In specific implementation, the character characteristics can be determined by the identity characteristics of the speaker corresponding to the voice content. The identity characteristics can be determined based on manual labeling of a user or based on voiceprint characteristics of voice content, and for example, through a preset corresponding relationship between the voiceprint characteristics and the identity characteristics, after the voiceprint characteristics of the voice content are recognized, the identity characteristics of a speaker corresponding to the voice content can be determined. The identity characteristic can also be determined based on a preset rule, for example, based on the position of the voice content in the voice data, the identity characteristic corresponding to the voice content with the later position is more important.

And 103, extracting key voice of the voice data based on the characteristic information of the voice data.

In this embodiment, a key speech may be extracted from the speech data based on the at least one feature information, and then the speech content corresponding to the extracted key speech may be a topic, a key point, a key content, and the like of the speech data, and then step 104 is executed continuously.

And 104, displaying a text corresponding to the voice data based on the key voice.

In specific implementation, the key speech can be sorted, converted into a text and displayed.

Optionally, the sorting the key voices may include deduplication of the key voices, and may further include at least one of: 1) sorting the key voices after the duplication is removed according to a time sequence; 2) classifying the key voices after duplication removal based on preset key phrases, for example, if the preset key phrases of the voice data are a site, materials, guests and security, the key voices associated with the site, the key voices associated with the materials, the key voices associated with the guests and the key voices associated with the security can be respectively determined, so as to classify the key voices; 3) and classifying the key voices after the duplication is removed based on the voiceprint characteristics, namely classifying the key voices corresponding to the same voiceprint characteristics into one class. It is to be understood that the implementation form of the key speech processing is not limited thereto, and may be determined according to practical situations, and the embodiment of the present application is not limited thereto.

It should be noted that, when processing the voice data, the voice data may be converted into text data based on voice recognition, and then the feature information of the text data may be recognized; or, the feature information of the voice data may be recognized first, and after the key voice is determined, the key voice is converted into a text; or, for different feature information, it is determined whether to recognize feature information first and then recognize speech as a text, or to recognize speech as a text and then recognize feature information, which may be determined according to actual conditions.

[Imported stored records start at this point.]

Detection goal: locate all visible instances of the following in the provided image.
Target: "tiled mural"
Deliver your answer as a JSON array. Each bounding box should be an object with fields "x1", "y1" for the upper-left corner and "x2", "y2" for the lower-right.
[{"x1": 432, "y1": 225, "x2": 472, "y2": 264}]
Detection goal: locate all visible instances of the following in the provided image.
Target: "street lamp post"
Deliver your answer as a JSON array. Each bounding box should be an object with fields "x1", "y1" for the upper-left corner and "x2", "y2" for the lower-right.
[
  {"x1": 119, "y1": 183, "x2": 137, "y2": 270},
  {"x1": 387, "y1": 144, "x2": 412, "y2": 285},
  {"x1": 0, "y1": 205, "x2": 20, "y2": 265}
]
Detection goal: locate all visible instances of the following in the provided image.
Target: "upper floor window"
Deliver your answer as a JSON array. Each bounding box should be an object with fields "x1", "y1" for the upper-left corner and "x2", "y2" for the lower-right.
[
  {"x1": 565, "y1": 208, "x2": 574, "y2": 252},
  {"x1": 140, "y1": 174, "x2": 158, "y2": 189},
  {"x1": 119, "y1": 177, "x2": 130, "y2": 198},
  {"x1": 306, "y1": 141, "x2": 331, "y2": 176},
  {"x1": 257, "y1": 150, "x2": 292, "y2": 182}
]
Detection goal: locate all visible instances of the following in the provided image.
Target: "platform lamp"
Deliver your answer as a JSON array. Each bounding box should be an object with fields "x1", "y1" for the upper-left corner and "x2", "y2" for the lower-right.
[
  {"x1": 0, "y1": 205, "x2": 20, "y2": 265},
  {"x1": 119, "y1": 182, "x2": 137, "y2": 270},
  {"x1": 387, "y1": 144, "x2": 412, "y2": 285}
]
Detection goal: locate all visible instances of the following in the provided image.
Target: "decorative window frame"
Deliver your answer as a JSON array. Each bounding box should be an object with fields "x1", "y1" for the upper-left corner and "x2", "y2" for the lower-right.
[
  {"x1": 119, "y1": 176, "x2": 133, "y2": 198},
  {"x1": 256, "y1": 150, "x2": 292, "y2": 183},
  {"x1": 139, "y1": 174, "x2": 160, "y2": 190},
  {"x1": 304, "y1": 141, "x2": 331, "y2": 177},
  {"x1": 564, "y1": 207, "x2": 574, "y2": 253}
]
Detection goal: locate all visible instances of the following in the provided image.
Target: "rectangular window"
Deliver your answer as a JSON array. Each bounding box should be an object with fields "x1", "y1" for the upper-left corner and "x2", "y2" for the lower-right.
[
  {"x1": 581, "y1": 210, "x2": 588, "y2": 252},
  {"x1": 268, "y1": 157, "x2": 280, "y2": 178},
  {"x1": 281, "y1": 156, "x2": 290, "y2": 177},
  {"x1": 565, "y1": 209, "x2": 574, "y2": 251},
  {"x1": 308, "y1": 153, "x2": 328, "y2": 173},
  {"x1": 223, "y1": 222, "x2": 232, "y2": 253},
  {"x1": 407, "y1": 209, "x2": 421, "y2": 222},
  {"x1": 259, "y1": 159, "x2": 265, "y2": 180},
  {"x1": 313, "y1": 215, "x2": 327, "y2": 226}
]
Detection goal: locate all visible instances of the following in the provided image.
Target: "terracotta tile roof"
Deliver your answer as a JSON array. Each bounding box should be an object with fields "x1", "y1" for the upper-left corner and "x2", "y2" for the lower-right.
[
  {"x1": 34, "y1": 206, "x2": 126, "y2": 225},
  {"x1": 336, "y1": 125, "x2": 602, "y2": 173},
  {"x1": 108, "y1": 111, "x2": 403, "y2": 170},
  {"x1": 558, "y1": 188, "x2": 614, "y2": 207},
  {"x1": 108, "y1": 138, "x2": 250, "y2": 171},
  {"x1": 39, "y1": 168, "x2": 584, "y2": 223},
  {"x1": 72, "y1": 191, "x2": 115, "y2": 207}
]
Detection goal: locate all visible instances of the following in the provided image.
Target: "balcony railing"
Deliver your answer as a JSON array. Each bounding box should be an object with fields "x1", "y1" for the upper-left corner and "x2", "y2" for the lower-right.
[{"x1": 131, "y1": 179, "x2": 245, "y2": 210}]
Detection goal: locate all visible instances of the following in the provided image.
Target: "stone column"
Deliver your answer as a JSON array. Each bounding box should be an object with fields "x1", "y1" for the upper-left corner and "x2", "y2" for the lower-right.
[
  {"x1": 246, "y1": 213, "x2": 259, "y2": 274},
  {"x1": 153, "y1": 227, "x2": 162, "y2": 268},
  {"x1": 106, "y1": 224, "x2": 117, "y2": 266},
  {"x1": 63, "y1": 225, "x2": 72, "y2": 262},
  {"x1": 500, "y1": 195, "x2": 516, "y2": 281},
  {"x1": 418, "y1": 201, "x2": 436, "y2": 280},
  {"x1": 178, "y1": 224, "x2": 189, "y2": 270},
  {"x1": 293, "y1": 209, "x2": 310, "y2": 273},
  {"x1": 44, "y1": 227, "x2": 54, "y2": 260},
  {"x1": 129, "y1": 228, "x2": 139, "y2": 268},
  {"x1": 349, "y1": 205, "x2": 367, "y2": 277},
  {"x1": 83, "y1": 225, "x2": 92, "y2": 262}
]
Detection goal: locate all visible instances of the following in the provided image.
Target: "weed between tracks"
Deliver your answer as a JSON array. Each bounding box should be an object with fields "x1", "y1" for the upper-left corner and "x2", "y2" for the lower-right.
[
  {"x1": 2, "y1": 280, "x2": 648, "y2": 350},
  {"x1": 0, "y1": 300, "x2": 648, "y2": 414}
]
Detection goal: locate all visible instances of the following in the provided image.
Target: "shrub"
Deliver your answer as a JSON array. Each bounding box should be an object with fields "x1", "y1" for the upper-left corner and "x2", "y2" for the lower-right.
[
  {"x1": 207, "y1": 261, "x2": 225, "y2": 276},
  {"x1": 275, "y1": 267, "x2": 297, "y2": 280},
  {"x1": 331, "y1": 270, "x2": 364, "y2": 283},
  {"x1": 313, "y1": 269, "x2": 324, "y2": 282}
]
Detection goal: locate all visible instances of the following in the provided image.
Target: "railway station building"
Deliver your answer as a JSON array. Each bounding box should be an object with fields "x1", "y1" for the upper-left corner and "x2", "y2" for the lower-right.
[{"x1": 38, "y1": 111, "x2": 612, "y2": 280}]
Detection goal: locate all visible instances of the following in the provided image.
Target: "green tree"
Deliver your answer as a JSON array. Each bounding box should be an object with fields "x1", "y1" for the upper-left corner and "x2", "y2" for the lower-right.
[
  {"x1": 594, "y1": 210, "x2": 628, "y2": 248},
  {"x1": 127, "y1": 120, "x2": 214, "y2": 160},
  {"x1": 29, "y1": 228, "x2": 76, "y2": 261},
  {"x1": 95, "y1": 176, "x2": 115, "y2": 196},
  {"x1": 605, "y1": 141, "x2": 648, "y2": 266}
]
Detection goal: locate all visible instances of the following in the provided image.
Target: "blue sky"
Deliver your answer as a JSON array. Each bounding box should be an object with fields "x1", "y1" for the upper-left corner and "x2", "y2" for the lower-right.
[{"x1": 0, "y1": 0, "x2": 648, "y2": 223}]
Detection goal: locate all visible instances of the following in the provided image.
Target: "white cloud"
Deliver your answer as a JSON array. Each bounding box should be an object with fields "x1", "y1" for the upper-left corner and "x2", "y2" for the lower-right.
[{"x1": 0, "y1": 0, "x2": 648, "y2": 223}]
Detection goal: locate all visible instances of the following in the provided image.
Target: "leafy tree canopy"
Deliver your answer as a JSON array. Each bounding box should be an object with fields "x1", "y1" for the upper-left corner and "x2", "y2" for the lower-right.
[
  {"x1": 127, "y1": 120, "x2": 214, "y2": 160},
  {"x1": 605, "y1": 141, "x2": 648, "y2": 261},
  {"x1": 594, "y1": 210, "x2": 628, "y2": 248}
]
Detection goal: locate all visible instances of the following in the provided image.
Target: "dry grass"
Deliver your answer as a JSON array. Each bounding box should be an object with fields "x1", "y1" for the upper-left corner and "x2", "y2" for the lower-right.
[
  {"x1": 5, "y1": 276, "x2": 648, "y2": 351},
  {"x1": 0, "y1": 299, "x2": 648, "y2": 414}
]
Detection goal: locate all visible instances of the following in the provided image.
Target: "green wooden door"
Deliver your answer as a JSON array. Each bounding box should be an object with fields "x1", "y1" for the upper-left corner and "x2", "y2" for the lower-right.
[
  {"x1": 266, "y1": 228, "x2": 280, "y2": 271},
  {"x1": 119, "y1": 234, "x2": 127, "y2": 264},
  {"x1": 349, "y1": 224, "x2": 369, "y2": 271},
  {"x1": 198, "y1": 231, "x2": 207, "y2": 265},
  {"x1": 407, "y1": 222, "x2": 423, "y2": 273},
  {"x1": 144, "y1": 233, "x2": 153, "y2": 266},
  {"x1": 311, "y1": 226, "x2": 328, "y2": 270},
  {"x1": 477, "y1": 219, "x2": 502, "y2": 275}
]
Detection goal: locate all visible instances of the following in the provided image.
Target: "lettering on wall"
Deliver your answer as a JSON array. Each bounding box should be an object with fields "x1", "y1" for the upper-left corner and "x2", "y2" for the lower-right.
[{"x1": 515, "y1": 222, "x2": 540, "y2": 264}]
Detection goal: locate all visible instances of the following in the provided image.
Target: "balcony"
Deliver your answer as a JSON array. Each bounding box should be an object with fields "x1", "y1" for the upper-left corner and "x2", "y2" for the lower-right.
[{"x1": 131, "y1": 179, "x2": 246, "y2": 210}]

The text generation method provided by the embodiment of the application acquires voice data; identifying characteristic information of the voice data; extracting key voice of the voice data based on the feature information of the voice data; and displaying a text corresponding to the voice data based on the key voice. Therefore, the key voice of the voice data is extracted based on the feature information of the voice data, so that the text corresponding to the voice data can be displayed based on the key voice.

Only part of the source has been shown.